Hier, pour cette rencontre, les prévenus étaient au nombre de neuf. Pour des raisons de sécurité, ils ne peuvent pas être plus de dix. Car une fois dans la salle, pas de gardien. Et même le bibliothécaire est un détenu. Ils étaient donc neuf, et chacun en entrant est venu me serrer la main. Qu'ont fait ces mains? La question reste en suspens, présente mais déplacée. Ici, c'est vous qu'on interroge. J'avais choisi de lire le début de Madman Bovary et un chapitre de Crash-test. Vous lisez, et soudain vos propres mots se chargent d'échos différents, comme si le sens de chaque mot, en ces lieux, se doublaient d'un sens autre, secret. Mais impossible de savoir comme ces mots sont reçus. A un moment, la conversation, très libre (tiens! voilà un mot qui résonne soudain autrement), porte sur l'écriture, les raisons qu'on a d'écrire. Et l'un des détenus de poser la question suivante: "Vous écrivez pour vous évader?" Puis, conscient du poids de ce mot, il ajoute aussitôt: "Parce que si c'est le cas, alors ça nous intéresse". Tout le monde se marre. Les questions sont nombreuses, bienveillantes. Hormis un prévenu âgé, personne ne parle de soi, pas vraiment. En revanche, la lecture, elle, fait l'objet de commentaires. C'est dur de lire en prison, expliquent-ils. A quatre ou cinq par cellules, pas facile de se concentrer. La lumière dérange ceux qui ne lisent pas. La rencontre devait durer une heure et demie; elle durera deux bonne heures. On parlera LSD, édition, poésie, cul. L'un d'eux me conseille d'écrire sur le gaz de schiste. Un autre m'engage à écrire sur le milieu carcéral et me propose même de rester une journée pour mieux connaître le sujet. Là encore, rigolade. Difficile de peindre la couleur de ce rire.
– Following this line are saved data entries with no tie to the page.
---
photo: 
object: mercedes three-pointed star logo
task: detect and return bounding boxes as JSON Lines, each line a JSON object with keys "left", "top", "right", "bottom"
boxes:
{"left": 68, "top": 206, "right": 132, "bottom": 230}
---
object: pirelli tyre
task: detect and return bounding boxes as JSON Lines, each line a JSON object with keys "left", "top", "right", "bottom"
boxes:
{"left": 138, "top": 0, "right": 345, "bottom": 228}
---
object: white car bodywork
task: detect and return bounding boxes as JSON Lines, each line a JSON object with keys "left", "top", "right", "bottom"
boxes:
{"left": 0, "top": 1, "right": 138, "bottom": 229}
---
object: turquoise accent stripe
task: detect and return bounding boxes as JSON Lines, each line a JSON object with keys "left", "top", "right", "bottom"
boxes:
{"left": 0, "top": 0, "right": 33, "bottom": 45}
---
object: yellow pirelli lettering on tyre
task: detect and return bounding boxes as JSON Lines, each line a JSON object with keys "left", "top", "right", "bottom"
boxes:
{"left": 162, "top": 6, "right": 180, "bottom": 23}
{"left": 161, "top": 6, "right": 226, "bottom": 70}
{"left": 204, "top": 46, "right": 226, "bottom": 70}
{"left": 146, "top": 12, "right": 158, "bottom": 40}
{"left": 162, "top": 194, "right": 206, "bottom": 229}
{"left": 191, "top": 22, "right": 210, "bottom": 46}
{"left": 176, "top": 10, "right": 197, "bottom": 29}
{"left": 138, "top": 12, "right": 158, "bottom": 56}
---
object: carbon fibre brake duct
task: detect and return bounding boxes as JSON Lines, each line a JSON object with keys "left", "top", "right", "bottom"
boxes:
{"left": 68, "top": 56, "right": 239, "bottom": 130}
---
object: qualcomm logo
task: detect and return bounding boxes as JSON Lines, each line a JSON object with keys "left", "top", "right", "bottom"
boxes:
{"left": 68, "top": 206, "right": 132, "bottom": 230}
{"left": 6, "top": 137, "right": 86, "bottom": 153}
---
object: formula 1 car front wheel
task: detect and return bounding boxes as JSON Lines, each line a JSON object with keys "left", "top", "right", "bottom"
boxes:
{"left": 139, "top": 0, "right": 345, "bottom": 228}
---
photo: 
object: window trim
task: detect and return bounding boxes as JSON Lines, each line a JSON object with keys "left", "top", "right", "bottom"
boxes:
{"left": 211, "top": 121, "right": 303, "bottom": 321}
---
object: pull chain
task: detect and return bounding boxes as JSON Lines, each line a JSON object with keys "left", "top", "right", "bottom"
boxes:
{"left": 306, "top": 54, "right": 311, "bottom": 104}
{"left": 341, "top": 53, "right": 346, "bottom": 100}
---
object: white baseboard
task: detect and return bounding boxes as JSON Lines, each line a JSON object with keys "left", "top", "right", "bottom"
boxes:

Puis vient le moment de partir – un mot qui n'aura pas le même sens pour eux et pour moi. Difficile de dire "à bientôt". Vous dites donc "merci", et dans ce "merci" vous ne savez pas trop ce que vous mettez, pas encore, ça viendra sans doute plus tard. Ils vous demandent de signer des livres. Puis vous serrez les mêmes mains. Et vous franchissez les mêmes grilles, qui semblent plus nombreuses, plus longues à s'ouvrir. Passé la dernière porte, le ciel est là, et les arbres, et l'air.
Vous grillez alors une cigarette invisible dont vous connaissez pourtant le nom.